Comment donner aux fans d’une série vidéoludique le sentiment d’une indifférence totale à leur égard ?
Harmonix a du apprendre à bonne école, grâce à un stage chez Nintendo ou chez Capcom, pour maîtriser la recette simple de la trahison :
Profiter du dernier épisode pour enlever des possibilités, des bonus, et des modes de jeu présents dans les précédents opus, tout en obligeant les clients à passer à la dernière version du produit.
Ce qui est possible avec Mario Kart (championnat contre IA à quatre disparu pour l’édition Wii), Punch Out!! (voir article), ou Street Fighter 4 (Tournoi local, salut entre personnages, stages personnels) est aussi possible pour Rock Band. Ce doit être le prix d’entrée dans la cour des Grands.

Partis en fumée

Au compteur des disparitions, on trouve :

  • Adieu Rock Band 2. Le format de codage des prochaines chansons à télécharger ne sera compatible qu’avec la dernière version du jeu. Sous le prétexte des ajouts du mode pro et du clavier, Harmonix et Electronic Arts imposent aux joueurs réguliers des précédents jeux d’en payer la nouvelle version s’ils veulent profiter de nouveaux morceaux en DLC.
  • Adieu Rock Band Stage Kit. La trousse de scène, qui n’était vendue qu’aux USA et uniquement pour le jeu sur console Xbox, est victime de son manque de popularité. Pourtant le soutien du périphérique n’imposait pas au développeur d’en coder les chorégraphies, qui sont lues d’après le codage des lumières du jeu.
  • Adieu les modes de compétition. Que ce soit en ligne ou sur la même console, fini les joutes de guitares, de micro, ou de batterie. Ce qui était le principal progrès entre Guitar Hero 1 et Guitar Hero 2 est donc maintenant jugé inutile par les mêmes concepteurs.

Mais la liste des mauvaises nouvelles et des duperies ne s’arrête pas là malheureusement.

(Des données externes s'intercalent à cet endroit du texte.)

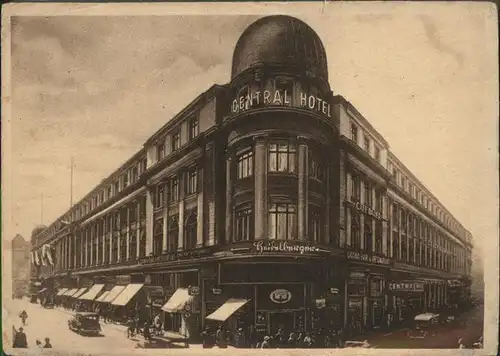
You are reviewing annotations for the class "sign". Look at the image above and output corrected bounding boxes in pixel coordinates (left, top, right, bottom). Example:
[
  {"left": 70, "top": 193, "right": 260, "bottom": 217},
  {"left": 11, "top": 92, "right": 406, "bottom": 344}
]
[
  {"left": 188, "top": 286, "right": 200, "bottom": 296},
  {"left": 269, "top": 289, "right": 292, "bottom": 304},
  {"left": 139, "top": 248, "right": 211, "bottom": 265},
  {"left": 347, "top": 251, "right": 390, "bottom": 265},
  {"left": 231, "top": 90, "right": 332, "bottom": 117},
  {"left": 253, "top": 240, "right": 322, "bottom": 255},
  {"left": 354, "top": 202, "right": 382, "bottom": 220},
  {"left": 389, "top": 281, "right": 424, "bottom": 292}
]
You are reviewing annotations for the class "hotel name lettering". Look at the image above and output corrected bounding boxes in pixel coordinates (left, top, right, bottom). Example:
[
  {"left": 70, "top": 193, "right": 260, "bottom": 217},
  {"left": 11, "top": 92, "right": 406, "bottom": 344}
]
[
  {"left": 347, "top": 251, "right": 390, "bottom": 265},
  {"left": 231, "top": 90, "right": 332, "bottom": 117}
]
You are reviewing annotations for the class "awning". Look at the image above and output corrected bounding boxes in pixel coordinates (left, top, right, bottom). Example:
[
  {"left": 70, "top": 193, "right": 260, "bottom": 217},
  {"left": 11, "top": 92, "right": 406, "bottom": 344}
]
[
  {"left": 56, "top": 288, "right": 68, "bottom": 295},
  {"left": 103, "top": 286, "right": 125, "bottom": 303},
  {"left": 78, "top": 284, "right": 104, "bottom": 300},
  {"left": 161, "top": 288, "right": 194, "bottom": 313},
  {"left": 111, "top": 283, "right": 144, "bottom": 306},
  {"left": 95, "top": 290, "right": 110, "bottom": 303},
  {"left": 64, "top": 288, "right": 78, "bottom": 297},
  {"left": 207, "top": 298, "right": 250, "bottom": 321},
  {"left": 72, "top": 288, "right": 87, "bottom": 298}
]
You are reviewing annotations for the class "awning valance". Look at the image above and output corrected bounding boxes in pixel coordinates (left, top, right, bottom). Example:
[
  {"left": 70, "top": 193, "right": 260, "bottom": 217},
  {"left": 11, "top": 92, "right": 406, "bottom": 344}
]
[
  {"left": 161, "top": 288, "right": 194, "bottom": 313},
  {"left": 56, "top": 288, "right": 68, "bottom": 295},
  {"left": 111, "top": 283, "right": 144, "bottom": 306},
  {"left": 78, "top": 284, "right": 104, "bottom": 300},
  {"left": 95, "top": 290, "right": 111, "bottom": 303},
  {"left": 103, "top": 286, "right": 126, "bottom": 303},
  {"left": 72, "top": 287, "right": 87, "bottom": 298},
  {"left": 207, "top": 298, "right": 250, "bottom": 321}
]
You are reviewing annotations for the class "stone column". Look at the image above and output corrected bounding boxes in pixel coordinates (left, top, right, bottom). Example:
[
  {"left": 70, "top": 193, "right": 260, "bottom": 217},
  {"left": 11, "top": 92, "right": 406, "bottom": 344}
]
[
  {"left": 224, "top": 152, "right": 233, "bottom": 243},
  {"left": 297, "top": 136, "right": 309, "bottom": 240},
  {"left": 196, "top": 168, "right": 205, "bottom": 247},
  {"left": 146, "top": 189, "right": 153, "bottom": 256},
  {"left": 254, "top": 136, "right": 268, "bottom": 240},
  {"left": 162, "top": 182, "right": 170, "bottom": 253},
  {"left": 125, "top": 204, "right": 130, "bottom": 261}
]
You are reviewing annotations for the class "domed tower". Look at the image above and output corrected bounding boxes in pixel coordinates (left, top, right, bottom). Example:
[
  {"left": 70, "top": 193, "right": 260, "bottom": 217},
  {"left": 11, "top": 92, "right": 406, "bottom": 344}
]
[{"left": 224, "top": 16, "right": 338, "bottom": 245}]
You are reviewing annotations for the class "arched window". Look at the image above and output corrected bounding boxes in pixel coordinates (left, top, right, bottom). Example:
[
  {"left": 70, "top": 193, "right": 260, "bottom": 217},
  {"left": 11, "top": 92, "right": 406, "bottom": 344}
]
[{"left": 184, "top": 211, "right": 198, "bottom": 250}]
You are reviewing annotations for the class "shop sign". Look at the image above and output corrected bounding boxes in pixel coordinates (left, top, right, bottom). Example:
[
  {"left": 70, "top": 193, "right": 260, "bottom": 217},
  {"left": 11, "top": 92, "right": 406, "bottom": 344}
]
[
  {"left": 253, "top": 240, "right": 321, "bottom": 255},
  {"left": 389, "top": 281, "right": 424, "bottom": 292},
  {"left": 140, "top": 248, "right": 210, "bottom": 265},
  {"left": 354, "top": 202, "right": 382, "bottom": 220},
  {"left": 269, "top": 289, "right": 292, "bottom": 304},
  {"left": 347, "top": 251, "right": 390, "bottom": 265},
  {"left": 188, "top": 286, "right": 200, "bottom": 296},
  {"left": 231, "top": 90, "right": 332, "bottom": 117}
]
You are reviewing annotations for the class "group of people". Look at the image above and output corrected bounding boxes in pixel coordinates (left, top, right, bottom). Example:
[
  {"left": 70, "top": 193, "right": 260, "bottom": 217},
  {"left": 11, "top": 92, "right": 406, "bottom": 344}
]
[
  {"left": 201, "top": 326, "right": 344, "bottom": 349},
  {"left": 12, "top": 310, "right": 52, "bottom": 349}
]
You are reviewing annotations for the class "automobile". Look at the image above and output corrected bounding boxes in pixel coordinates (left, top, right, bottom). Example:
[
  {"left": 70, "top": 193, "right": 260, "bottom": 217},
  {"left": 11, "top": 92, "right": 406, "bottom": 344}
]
[
  {"left": 68, "top": 312, "right": 102, "bottom": 335},
  {"left": 407, "top": 313, "right": 440, "bottom": 339}
]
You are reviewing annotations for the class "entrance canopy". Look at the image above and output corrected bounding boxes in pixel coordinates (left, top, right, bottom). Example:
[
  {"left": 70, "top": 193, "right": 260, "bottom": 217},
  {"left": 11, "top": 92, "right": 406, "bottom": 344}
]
[
  {"left": 161, "top": 288, "right": 194, "bottom": 313},
  {"left": 56, "top": 288, "right": 68, "bottom": 295},
  {"left": 102, "top": 286, "right": 125, "bottom": 303},
  {"left": 207, "top": 298, "right": 250, "bottom": 321},
  {"left": 78, "top": 284, "right": 104, "bottom": 300},
  {"left": 111, "top": 283, "right": 144, "bottom": 306},
  {"left": 72, "top": 287, "right": 87, "bottom": 298}
]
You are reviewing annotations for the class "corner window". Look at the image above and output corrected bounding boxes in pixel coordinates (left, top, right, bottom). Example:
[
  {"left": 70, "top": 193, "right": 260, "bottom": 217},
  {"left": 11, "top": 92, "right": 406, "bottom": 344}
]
[
  {"left": 269, "top": 204, "right": 297, "bottom": 240},
  {"left": 268, "top": 143, "right": 296, "bottom": 173},
  {"left": 188, "top": 117, "right": 200, "bottom": 140},
  {"left": 237, "top": 150, "right": 253, "bottom": 179}
]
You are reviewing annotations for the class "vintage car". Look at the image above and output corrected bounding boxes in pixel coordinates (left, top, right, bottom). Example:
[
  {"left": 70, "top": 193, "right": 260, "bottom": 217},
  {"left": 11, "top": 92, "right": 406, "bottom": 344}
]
[
  {"left": 407, "top": 313, "right": 439, "bottom": 339},
  {"left": 68, "top": 312, "right": 101, "bottom": 335}
]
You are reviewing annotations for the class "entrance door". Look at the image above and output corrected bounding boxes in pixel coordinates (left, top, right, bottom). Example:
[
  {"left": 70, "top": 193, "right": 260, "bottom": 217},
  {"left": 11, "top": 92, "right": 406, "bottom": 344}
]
[{"left": 269, "top": 311, "right": 295, "bottom": 336}]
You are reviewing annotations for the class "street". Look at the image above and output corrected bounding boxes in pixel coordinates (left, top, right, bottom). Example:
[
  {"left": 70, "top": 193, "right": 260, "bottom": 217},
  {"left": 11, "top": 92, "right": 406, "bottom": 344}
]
[
  {"left": 3, "top": 299, "right": 138, "bottom": 353},
  {"left": 352, "top": 305, "right": 484, "bottom": 349}
]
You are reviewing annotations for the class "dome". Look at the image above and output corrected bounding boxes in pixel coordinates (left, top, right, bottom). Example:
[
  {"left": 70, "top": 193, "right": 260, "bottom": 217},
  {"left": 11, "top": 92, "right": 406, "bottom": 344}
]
[
  {"left": 231, "top": 15, "right": 328, "bottom": 81},
  {"left": 31, "top": 225, "right": 47, "bottom": 239}
]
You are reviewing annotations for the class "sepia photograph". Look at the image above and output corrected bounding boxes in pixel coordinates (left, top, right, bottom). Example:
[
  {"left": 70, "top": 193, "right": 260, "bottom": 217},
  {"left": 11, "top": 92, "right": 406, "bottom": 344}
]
[{"left": 1, "top": 2, "right": 499, "bottom": 355}]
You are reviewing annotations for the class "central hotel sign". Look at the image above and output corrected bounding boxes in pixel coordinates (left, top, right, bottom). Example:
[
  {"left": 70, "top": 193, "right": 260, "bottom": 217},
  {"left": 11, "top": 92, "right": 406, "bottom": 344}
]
[{"left": 231, "top": 90, "right": 332, "bottom": 117}]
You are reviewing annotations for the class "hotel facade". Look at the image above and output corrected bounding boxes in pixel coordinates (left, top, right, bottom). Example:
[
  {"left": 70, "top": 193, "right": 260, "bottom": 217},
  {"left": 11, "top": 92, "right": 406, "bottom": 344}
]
[{"left": 32, "top": 16, "right": 472, "bottom": 337}]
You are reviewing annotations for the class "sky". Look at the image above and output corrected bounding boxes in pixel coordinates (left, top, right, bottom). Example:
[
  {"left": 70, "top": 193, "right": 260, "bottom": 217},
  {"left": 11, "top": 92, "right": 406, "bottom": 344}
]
[{"left": 2, "top": 3, "right": 499, "bottom": 268}]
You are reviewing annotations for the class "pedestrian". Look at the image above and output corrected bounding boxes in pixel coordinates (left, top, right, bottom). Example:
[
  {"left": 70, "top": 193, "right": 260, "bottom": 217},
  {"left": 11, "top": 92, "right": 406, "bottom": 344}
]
[
  {"left": 43, "top": 337, "right": 52, "bottom": 349},
  {"left": 12, "top": 326, "right": 28, "bottom": 348}
]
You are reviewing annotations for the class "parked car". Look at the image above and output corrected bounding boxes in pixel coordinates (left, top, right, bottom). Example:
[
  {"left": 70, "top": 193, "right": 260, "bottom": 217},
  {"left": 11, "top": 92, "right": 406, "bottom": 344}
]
[
  {"left": 68, "top": 312, "right": 101, "bottom": 335},
  {"left": 407, "top": 313, "right": 440, "bottom": 339}
]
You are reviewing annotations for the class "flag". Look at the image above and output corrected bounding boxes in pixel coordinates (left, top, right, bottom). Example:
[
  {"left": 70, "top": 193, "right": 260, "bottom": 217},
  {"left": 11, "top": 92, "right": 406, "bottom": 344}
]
[{"left": 44, "top": 245, "right": 54, "bottom": 266}]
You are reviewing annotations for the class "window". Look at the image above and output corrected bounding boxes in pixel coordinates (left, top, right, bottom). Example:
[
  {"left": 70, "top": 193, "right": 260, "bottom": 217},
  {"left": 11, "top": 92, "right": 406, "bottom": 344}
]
[
  {"left": 351, "top": 124, "right": 358, "bottom": 143},
  {"left": 309, "top": 206, "right": 321, "bottom": 243},
  {"left": 172, "top": 129, "right": 181, "bottom": 152},
  {"left": 237, "top": 150, "right": 253, "bottom": 179},
  {"left": 269, "top": 203, "right": 297, "bottom": 240},
  {"left": 169, "top": 177, "right": 179, "bottom": 202},
  {"left": 309, "top": 160, "right": 321, "bottom": 180},
  {"left": 351, "top": 209, "right": 361, "bottom": 249},
  {"left": 153, "top": 216, "right": 163, "bottom": 256},
  {"left": 363, "top": 136, "right": 370, "bottom": 153},
  {"left": 234, "top": 205, "right": 253, "bottom": 241},
  {"left": 186, "top": 168, "right": 198, "bottom": 195},
  {"left": 269, "top": 143, "right": 296, "bottom": 172},
  {"left": 188, "top": 117, "right": 200, "bottom": 140},
  {"left": 184, "top": 211, "right": 198, "bottom": 250},
  {"left": 351, "top": 173, "right": 361, "bottom": 201},
  {"left": 364, "top": 216, "right": 373, "bottom": 252},
  {"left": 167, "top": 215, "right": 179, "bottom": 252},
  {"left": 364, "top": 179, "right": 373, "bottom": 208},
  {"left": 375, "top": 146, "right": 380, "bottom": 162},
  {"left": 156, "top": 140, "right": 165, "bottom": 161}
]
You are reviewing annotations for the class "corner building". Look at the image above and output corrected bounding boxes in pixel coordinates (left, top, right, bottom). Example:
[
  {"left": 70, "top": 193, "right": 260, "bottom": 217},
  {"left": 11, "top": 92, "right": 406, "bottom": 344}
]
[{"left": 29, "top": 16, "right": 472, "bottom": 338}]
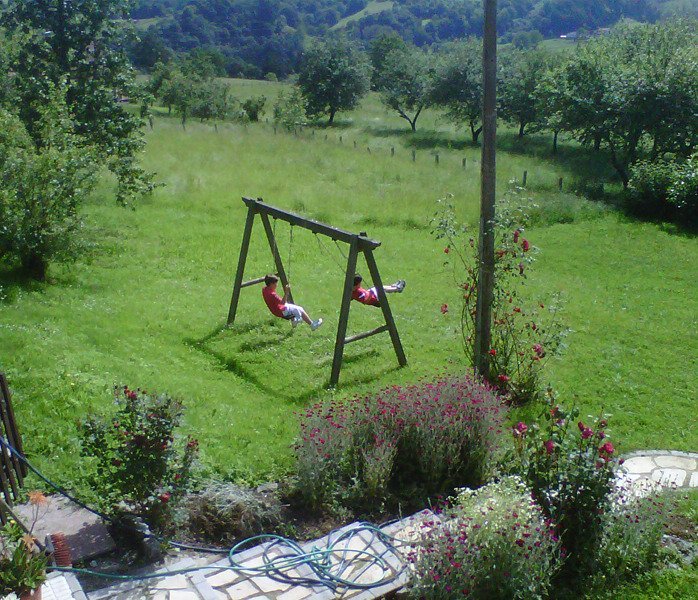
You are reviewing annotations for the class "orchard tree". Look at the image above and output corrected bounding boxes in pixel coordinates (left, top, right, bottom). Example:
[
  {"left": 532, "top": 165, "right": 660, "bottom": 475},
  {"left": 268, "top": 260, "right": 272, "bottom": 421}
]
[
  {"left": 2, "top": 0, "right": 153, "bottom": 203},
  {"left": 497, "top": 49, "right": 552, "bottom": 138},
  {"left": 376, "top": 47, "right": 430, "bottom": 131},
  {"left": 430, "top": 38, "right": 482, "bottom": 143},
  {"left": 298, "top": 39, "right": 371, "bottom": 125}
]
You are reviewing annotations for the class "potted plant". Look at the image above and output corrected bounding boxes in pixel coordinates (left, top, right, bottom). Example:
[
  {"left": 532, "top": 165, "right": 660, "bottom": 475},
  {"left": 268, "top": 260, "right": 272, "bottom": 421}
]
[{"left": 0, "top": 492, "right": 48, "bottom": 600}]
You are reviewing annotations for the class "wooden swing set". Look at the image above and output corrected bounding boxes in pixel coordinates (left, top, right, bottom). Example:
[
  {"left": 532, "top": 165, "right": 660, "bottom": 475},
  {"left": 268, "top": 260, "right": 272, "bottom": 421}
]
[{"left": 228, "top": 198, "right": 407, "bottom": 386}]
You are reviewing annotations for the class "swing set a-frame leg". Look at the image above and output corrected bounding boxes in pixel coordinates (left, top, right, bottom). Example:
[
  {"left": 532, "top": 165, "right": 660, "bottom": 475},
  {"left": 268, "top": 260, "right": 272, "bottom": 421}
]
[
  {"left": 330, "top": 238, "right": 359, "bottom": 386},
  {"left": 227, "top": 208, "right": 255, "bottom": 327},
  {"left": 364, "top": 250, "right": 407, "bottom": 367}
]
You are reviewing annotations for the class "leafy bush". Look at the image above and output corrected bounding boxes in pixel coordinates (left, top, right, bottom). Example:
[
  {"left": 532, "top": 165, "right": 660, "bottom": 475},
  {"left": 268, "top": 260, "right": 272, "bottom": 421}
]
[
  {"left": 628, "top": 154, "right": 698, "bottom": 225},
  {"left": 79, "top": 387, "right": 199, "bottom": 528},
  {"left": 410, "top": 477, "right": 559, "bottom": 600},
  {"left": 432, "top": 192, "right": 566, "bottom": 404},
  {"left": 242, "top": 96, "right": 267, "bottom": 122},
  {"left": 295, "top": 376, "right": 505, "bottom": 510},
  {"left": 183, "top": 482, "right": 283, "bottom": 544},
  {"left": 513, "top": 406, "right": 618, "bottom": 586},
  {"left": 0, "top": 89, "right": 96, "bottom": 280}
]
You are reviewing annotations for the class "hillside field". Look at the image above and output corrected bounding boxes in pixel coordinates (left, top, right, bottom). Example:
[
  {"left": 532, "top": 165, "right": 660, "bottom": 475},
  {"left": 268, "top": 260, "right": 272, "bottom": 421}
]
[{"left": 0, "top": 80, "right": 698, "bottom": 492}]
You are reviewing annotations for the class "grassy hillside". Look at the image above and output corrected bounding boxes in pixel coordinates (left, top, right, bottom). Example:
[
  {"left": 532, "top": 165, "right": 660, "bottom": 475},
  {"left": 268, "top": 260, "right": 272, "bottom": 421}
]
[{"left": 0, "top": 81, "right": 698, "bottom": 492}]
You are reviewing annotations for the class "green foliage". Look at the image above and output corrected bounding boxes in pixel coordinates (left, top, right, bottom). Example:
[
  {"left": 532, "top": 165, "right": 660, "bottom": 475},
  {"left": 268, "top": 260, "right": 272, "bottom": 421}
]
[
  {"left": 432, "top": 199, "right": 566, "bottom": 404},
  {"left": 79, "top": 387, "right": 199, "bottom": 528},
  {"left": 0, "top": 521, "right": 48, "bottom": 597},
  {"left": 409, "top": 477, "right": 559, "bottom": 600},
  {"left": 274, "top": 88, "right": 307, "bottom": 133},
  {"left": 430, "top": 38, "right": 482, "bottom": 142},
  {"left": 242, "top": 96, "right": 267, "bottom": 122},
  {"left": 376, "top": 48, "right": 430, "bottom": 131},
  {"left": 2, "top": 0, "right": 153, "bottom": 204},
  {"left": 298, "top": 40, "right": 370, "bottom": 124},
  {"left": 0, "top": 88, "right": 96, "bottom": 280},
  {"left": 513, "top": 396, "right": 618, "bottom": 588},
  {"left": 295, "top": 377, "right": 504, "bottom": 512},
  {"left": 628, "top": 154, "right": 698, "bottom": 226}
]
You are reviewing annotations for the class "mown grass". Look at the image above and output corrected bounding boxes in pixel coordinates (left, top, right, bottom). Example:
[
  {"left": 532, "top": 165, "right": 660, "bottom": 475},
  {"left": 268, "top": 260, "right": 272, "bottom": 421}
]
[{"left": 0, "top": 86, "right": 698, "bottom": 494}]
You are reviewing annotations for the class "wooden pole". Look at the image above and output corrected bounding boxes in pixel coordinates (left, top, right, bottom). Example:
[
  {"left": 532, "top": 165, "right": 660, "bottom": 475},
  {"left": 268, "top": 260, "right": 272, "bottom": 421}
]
[
  {"left": 330, "top": 236, "right": 359, "bottom": 386},
  {"left": 228, "top": 206, "right": 255, "bottom": 326},
  {"left": 474, "top": 0, "right": 497, "bottom": 376},
  {"left": 364, "top": 249, "right": 407, "bottom": 367}
]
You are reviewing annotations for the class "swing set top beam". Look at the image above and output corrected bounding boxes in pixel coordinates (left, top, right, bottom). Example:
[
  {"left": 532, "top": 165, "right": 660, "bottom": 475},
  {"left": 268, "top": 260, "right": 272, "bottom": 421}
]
[{"left": 242, "top": 197, "right": 381, "bottom": 250}]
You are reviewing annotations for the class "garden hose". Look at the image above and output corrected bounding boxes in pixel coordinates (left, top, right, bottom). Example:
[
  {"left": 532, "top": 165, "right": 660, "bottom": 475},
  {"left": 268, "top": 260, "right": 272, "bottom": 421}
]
[{"left": 0, "top": 436, "right": 407, "bottom": 591}]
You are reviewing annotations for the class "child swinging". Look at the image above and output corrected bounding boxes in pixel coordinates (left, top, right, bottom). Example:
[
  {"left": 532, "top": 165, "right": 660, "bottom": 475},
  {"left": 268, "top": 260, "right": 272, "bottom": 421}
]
[{"left": 262, "top": 274, "right": 322, "bottom": 331}]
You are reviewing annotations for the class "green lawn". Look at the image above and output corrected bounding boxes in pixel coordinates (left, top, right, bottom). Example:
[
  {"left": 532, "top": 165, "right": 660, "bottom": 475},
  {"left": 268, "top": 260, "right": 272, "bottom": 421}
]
[{"left": 0, "top": 81, "right": 698, "bottom": 492}]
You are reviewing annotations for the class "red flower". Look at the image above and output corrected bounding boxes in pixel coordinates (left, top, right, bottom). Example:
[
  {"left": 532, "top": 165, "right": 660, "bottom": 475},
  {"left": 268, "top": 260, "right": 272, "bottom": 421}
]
[{"left": 599, "top": 442, "right": 616, "bottom": 456}]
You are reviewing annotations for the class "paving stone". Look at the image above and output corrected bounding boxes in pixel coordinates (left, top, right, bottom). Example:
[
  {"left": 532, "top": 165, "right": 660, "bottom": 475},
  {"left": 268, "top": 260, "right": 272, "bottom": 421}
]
[
  {"left": 206, "top": 569, "right": 242, "bottom": 587},
  {"left": 654, "top": 456, "right": 696, "bottom": 471},
  {"left": 225, "top": 579, "right": 259, "bottom": 600},
  {"left": 652, "top": 469, "right": 686, "bottom": 487},
  {"left": 623, "top": 456, "right": 657, "bottom": 473}
]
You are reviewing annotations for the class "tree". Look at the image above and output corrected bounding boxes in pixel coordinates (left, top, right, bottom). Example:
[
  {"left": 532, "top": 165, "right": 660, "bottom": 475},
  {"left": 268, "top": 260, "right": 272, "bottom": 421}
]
[
  {"left": 376, "top": 48, "right": 429, "bottom": 131},
  {"left": 430, "top": 38, "right": 482, "bottom": 143},
  {"left": 2, "top": 0, "right": 153, "bottom": 203},
  {"left": 498, "top": 49, "right": 552, "bottom": 138},
  {"left": 298, "top": 40, "right": 370, "bottom": 125},
  {"left": 0, "top": 84, "right": 98, "bottom": 280}
]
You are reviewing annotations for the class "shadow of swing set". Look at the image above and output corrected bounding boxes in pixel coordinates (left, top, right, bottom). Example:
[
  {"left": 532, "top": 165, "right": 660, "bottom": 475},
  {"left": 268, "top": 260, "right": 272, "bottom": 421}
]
[{"left": 227, "top": 197, "right": 407, "bottom": 386}]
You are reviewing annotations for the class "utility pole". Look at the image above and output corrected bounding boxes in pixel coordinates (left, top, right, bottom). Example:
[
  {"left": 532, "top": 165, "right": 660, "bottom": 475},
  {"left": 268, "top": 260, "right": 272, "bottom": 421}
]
[{"left": 474, "top": 0, "right": 497, "bottom": 375}]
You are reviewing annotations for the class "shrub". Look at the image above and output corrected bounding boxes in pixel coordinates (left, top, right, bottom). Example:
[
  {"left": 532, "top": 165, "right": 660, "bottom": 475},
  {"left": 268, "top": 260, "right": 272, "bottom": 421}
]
[
  {"left": 432, "top": 199, "right": 566, "bottom": 404},
  {"left": 242, "top": 96, "right": 267, "bottom": 122},
  {"left": 628, "top": 154, "right": 698, "bottom": 225},
  {"left": 409, "top": 477, "right": 559, "bottom": 600},
  {"left": 513, "top": 406, "right": 618, "bottom": 587},
  {"left": 79, "top": 387, "right": 199, "bottom": 529},
  {"left": 295, "top": 376, "right": 504, "bottom": 510},
  {"left": 183, "top": 482, "right": 283, "bottom": 544}
]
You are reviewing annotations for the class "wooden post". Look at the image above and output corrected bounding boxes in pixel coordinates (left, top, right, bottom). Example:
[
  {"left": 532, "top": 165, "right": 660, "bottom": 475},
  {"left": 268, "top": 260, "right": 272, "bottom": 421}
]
[
  {"left": 473, "top": 0, "right": 497, "bottom": 376},
  {"left": 330, "top": 236, "right": 359, "bottom": 386},
  {"left": 364, "top": 249, "right": 407, "bottom": 367},
  {"left": 259, "top": 213, "right": 293, "bottom": 303},
  {"left": 227, "top": 207, "right": 255, "bottom": 327}
]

L’export payant et les habituelles chansons mortes au combat sont de retour. Pour jouer au morceaux de RB2 dans RB3, il va falloir payer une nouvelle licence de dix euros, et télécharger deux gigas de contenu. Les artistes perdus dans le transfert sont évidement les plus courus, comme Oasis, les Red Hot Chili Peppers, Metallicaca, ou encore Soundgarden dont Black Hole Sun avait bien aidé les ventes de Rock Band 1.

The Con

Les promesses pour cet épisode n’étaient pas légion. Outre l’ajout du clavier, du mode Pro, et du jeu à sept, toutes les nouveautés devaient concerner l’ergonomie et l’accessibilité du logiciel. En effet, les soirées Rock Band étaient souvent l’occasion d’une navigation chaotique avec des instruments pas vraiment aisés à échanger entre les joueur et leurs avatars du jeu. L’écran de sélection des morceaux était aussi bien trop simpliste pour avoir une vue d’ensemble de sa DLCthèque et des chansons préférées.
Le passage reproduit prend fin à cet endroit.